Crime in Trinidad and Tobago is no longer just a matter of statistics, policing strategies or political debate. Its most devastating effect is the erosion of our children’s safety and well-being. They embody the cost of this relentless violence, absorbing trauma and fear that will determine not just their futures, but the future of our nation.
The killing of Belmont father, Masud Prosper, lays bare this reality in the starkest terms. A man described as hardworking, devoted and present in his son’s life was gunned down in broad daylight at the Queen’s Park Savannah. More devastatingly, this tragedy unfolded in front of his child.
For that boy, the experience is likely to linger as psychological trauma, potentially manifesting as symptoms consistent with Post-Traumatic Stress Disorder—nightmares, anxiety and emotional withdrawal. For his family, grief is now fused with violence, making healing far more complex.
Yet, even as one family’s world collapsed, life around the Savannah continued. Vendors sold food. Joggers kept moving. This normalisation of violence is perhaps one of the most disturbing signs of where we are as a society. When murder becomes background noise, we must ask what that does to the minds of the young who are watching.
Children are not only witnessing violence—they are internalising it. This is how cycles of violence are seeded early, through language, perception and fear.
The tragedy deepens when the broader pattern is considered. Just over a week before Prosper’s killing, nine-year-old J’Layna Armstrong was murdered alongside three others in Morvant. No arrests have been made.

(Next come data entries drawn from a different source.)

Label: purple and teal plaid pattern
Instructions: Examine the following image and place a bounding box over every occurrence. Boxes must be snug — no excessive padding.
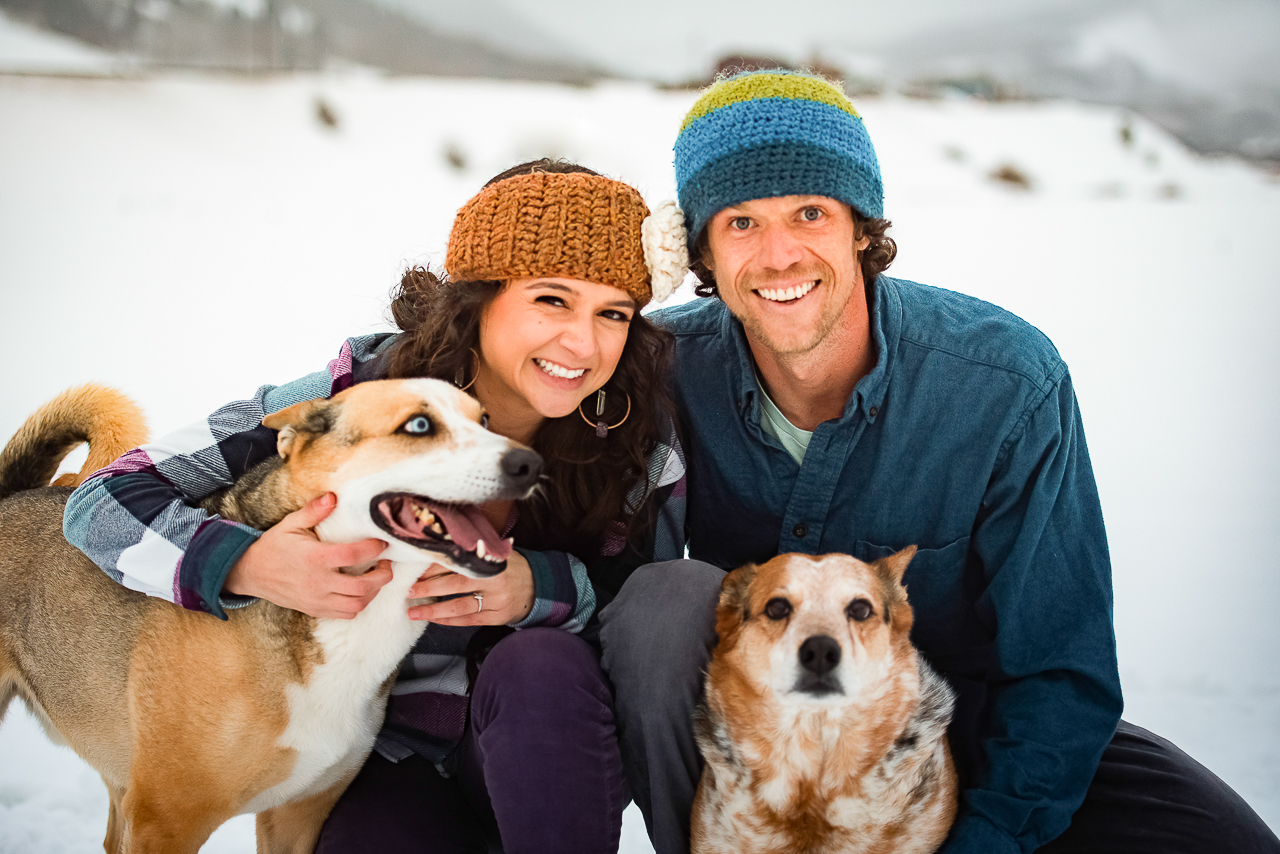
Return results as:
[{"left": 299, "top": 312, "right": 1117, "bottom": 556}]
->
[{"left": 64, "top": 334, "right": 685, "bottom": 762}]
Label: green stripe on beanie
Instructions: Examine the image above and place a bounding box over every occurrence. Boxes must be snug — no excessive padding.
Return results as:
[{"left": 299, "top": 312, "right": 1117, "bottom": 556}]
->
[{"left": 675, "top": 72, "right": 884, "bottom": 250}]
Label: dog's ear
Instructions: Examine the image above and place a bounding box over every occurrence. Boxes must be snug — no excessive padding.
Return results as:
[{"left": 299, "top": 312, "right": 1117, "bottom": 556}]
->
[
  {"left": 262, "top": 397, "right": 328, "bottom": 460},
  {"left": 876, "top": 545, "right": 915, "bottom": 584},
  {"left": 716, "top": 563, "right": 759, "bottom": 640}
]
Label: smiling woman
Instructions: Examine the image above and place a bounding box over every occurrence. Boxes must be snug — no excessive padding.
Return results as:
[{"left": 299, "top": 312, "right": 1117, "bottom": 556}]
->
[{"left": 67, "top": 161, "right": 685, "bottom": 853}]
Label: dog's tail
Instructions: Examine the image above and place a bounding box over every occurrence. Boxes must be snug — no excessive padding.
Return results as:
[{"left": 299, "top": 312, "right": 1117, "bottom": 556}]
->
[{"left": 0, "top": 384, "right": 147, "bottom": 501}]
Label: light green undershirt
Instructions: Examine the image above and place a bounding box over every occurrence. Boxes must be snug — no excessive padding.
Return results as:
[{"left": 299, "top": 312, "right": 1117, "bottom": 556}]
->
[{"left": 755, "top": 376, "right": 813, "bottom": 466}]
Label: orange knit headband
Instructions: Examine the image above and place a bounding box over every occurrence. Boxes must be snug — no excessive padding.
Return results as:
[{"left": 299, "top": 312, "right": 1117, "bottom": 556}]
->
[{"left": 444, "top": 172, "right": 653, "bottom": 307}]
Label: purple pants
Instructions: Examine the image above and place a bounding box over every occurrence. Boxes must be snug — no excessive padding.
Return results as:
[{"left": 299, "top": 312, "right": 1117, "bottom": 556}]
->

For children across these communities, the message is chillingly clear: violence can strike anyone, anywhere and justice is uncertain.
This environment creates what experts describe as toxic stress. Exposure to constant danger alters how children think, learn and behave. It disrupts brain development, weakens concentration and fuels anxiety. In classrooms, this translates into declining performance and disengagement. On the streets, it can evolve into aggression or withdrawal. Over time, it feeds the very cycle of violence that claimed their loved ones.

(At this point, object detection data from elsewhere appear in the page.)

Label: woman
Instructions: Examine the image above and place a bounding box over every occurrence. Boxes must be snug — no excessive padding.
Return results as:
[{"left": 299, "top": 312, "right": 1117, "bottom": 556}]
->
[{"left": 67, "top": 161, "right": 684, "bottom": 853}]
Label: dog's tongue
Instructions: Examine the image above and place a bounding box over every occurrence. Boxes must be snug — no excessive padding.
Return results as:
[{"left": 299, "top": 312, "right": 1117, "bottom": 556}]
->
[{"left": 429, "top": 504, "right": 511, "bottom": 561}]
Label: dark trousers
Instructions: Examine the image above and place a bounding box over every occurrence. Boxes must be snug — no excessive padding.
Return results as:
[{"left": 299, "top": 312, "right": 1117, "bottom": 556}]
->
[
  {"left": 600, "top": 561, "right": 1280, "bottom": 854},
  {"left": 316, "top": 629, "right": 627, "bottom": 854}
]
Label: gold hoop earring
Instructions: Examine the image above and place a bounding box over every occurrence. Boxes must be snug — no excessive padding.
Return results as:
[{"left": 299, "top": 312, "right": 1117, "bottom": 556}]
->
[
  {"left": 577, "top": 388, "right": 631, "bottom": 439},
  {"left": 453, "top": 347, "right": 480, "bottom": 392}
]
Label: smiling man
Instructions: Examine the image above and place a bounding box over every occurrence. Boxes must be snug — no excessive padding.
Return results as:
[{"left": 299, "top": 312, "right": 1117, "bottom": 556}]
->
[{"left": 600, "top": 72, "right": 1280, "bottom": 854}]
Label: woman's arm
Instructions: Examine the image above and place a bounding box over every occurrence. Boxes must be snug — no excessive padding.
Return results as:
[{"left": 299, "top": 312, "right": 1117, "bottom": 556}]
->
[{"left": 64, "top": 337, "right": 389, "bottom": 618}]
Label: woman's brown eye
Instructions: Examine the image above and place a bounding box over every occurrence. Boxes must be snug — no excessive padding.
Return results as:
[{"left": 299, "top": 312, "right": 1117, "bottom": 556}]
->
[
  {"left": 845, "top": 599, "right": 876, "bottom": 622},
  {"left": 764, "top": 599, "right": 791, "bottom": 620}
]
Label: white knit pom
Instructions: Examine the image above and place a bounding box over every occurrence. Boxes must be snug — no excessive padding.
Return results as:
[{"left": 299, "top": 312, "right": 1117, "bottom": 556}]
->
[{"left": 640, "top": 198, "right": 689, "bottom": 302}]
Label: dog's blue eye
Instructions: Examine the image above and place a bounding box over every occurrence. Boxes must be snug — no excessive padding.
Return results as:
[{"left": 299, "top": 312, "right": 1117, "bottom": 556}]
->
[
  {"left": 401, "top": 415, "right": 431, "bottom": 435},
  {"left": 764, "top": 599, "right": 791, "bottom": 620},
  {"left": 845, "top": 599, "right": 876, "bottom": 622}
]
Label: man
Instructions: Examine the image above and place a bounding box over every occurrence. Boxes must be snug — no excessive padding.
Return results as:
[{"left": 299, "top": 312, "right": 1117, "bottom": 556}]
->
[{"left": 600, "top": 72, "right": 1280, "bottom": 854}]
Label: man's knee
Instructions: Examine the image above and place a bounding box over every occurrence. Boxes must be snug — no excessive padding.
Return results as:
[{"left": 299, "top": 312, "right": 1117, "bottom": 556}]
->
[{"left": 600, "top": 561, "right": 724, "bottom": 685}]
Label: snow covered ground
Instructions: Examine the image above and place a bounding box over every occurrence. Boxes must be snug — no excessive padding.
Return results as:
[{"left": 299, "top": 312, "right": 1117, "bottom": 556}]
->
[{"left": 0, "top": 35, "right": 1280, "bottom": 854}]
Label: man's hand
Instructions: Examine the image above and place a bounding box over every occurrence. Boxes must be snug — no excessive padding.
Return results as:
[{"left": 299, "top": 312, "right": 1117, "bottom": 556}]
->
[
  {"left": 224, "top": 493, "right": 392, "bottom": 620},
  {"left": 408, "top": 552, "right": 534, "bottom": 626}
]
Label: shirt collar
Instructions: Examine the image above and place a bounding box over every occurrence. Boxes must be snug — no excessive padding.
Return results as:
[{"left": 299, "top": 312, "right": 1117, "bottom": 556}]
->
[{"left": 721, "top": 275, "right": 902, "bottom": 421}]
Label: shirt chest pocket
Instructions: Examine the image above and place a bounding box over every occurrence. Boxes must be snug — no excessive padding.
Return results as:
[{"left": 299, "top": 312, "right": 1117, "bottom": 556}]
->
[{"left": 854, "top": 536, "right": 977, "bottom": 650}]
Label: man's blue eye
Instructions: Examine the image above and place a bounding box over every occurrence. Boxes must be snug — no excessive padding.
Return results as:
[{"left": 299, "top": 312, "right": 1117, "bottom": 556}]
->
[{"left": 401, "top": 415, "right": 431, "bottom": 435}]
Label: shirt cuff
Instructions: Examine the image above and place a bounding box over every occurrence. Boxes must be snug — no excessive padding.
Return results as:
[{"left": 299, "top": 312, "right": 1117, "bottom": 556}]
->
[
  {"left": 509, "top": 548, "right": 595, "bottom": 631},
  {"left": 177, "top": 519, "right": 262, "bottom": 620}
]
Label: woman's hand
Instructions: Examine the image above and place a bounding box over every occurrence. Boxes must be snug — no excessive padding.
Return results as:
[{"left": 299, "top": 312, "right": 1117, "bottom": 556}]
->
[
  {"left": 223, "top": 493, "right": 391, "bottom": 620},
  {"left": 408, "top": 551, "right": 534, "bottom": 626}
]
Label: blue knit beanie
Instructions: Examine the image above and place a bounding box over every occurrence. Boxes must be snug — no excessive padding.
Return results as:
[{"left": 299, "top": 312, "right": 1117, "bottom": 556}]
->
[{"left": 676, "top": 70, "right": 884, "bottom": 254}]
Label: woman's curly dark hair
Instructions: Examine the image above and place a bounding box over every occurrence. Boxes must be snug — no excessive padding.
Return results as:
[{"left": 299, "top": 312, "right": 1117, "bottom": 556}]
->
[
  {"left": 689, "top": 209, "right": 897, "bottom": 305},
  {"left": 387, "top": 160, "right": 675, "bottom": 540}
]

We are, in effect, raising a generation under siege—not always from direct bullets, but from the persistent threat of them. Their childhoods are constrained by invisible boundaries: where they can go, who they can trust and how freely they can dream.

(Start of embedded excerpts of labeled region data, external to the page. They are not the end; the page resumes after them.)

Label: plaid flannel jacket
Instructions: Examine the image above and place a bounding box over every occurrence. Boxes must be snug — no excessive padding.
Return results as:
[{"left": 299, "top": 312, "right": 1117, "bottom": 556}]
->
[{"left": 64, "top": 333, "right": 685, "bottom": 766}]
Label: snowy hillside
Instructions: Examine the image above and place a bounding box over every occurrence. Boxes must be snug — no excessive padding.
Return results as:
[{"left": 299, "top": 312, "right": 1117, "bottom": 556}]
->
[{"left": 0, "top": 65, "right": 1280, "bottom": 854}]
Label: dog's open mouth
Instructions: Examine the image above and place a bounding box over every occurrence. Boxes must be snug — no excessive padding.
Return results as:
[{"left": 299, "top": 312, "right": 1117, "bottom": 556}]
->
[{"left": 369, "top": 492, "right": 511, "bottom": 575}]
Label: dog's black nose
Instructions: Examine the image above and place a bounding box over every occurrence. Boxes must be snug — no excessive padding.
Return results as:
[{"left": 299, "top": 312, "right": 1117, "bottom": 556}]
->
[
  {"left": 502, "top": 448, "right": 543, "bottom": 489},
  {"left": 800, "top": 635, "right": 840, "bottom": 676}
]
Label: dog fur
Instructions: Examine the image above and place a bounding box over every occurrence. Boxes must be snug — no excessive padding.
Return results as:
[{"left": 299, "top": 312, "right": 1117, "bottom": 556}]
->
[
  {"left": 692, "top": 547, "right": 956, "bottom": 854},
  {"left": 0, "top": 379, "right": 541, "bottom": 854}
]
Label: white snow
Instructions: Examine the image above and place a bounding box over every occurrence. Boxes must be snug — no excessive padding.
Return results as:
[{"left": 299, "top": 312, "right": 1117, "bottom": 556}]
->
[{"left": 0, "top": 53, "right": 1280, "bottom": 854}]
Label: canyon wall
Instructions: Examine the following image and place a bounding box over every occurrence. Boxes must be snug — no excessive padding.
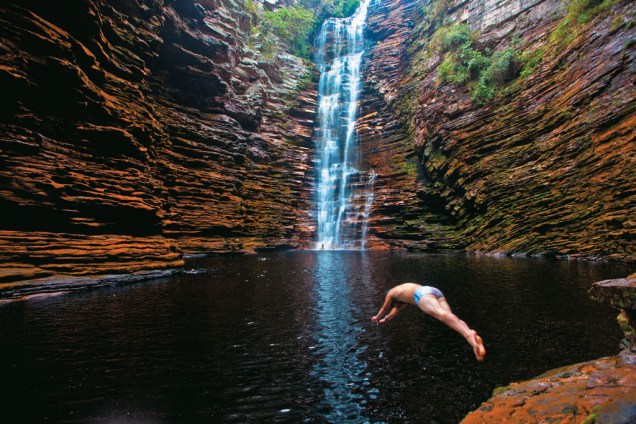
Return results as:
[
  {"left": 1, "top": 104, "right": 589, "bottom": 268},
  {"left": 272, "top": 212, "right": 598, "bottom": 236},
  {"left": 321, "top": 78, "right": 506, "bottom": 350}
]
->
[
  {"left": 0, "top": 0, "right": 636, "bottom": 281},
  {"left": 0, "top": 0, "right": 316, "bottom": 282},
  {"left": 360, "top": 0, "right": 636, "bottom": 261}
]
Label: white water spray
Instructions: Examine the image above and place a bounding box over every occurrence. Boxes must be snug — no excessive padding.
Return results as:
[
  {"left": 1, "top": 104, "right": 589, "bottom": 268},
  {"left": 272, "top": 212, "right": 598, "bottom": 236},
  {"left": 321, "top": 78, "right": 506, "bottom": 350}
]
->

Our response cannot remain focused solely on enforcement. If we are to protect our children and break the cycle that threatens their futures, effective policing must be joined with trauma-informed education, accessible mental healthcare and community structures that provide real safety and stability.
There is also a moral reckoning required. Too often, victims are casually linked to gangs or “reprisal” narratives, as though that somehow dulls the outrage. Prosper’s partner was emphatic: he was not involved in violence. But even if he were, would that make his child’s trauma any less real? Would it make J’Layna’s death more acceptable?
T&T must not become a society that rationalises violence while its children pay the price.
If this country’s future is to be anything more than a continuation of its present, then the protection of children must assume greater urgency. Murder does not just end a life—it reshapes, complicates and destroys many others, and far too many of those lives belong to children.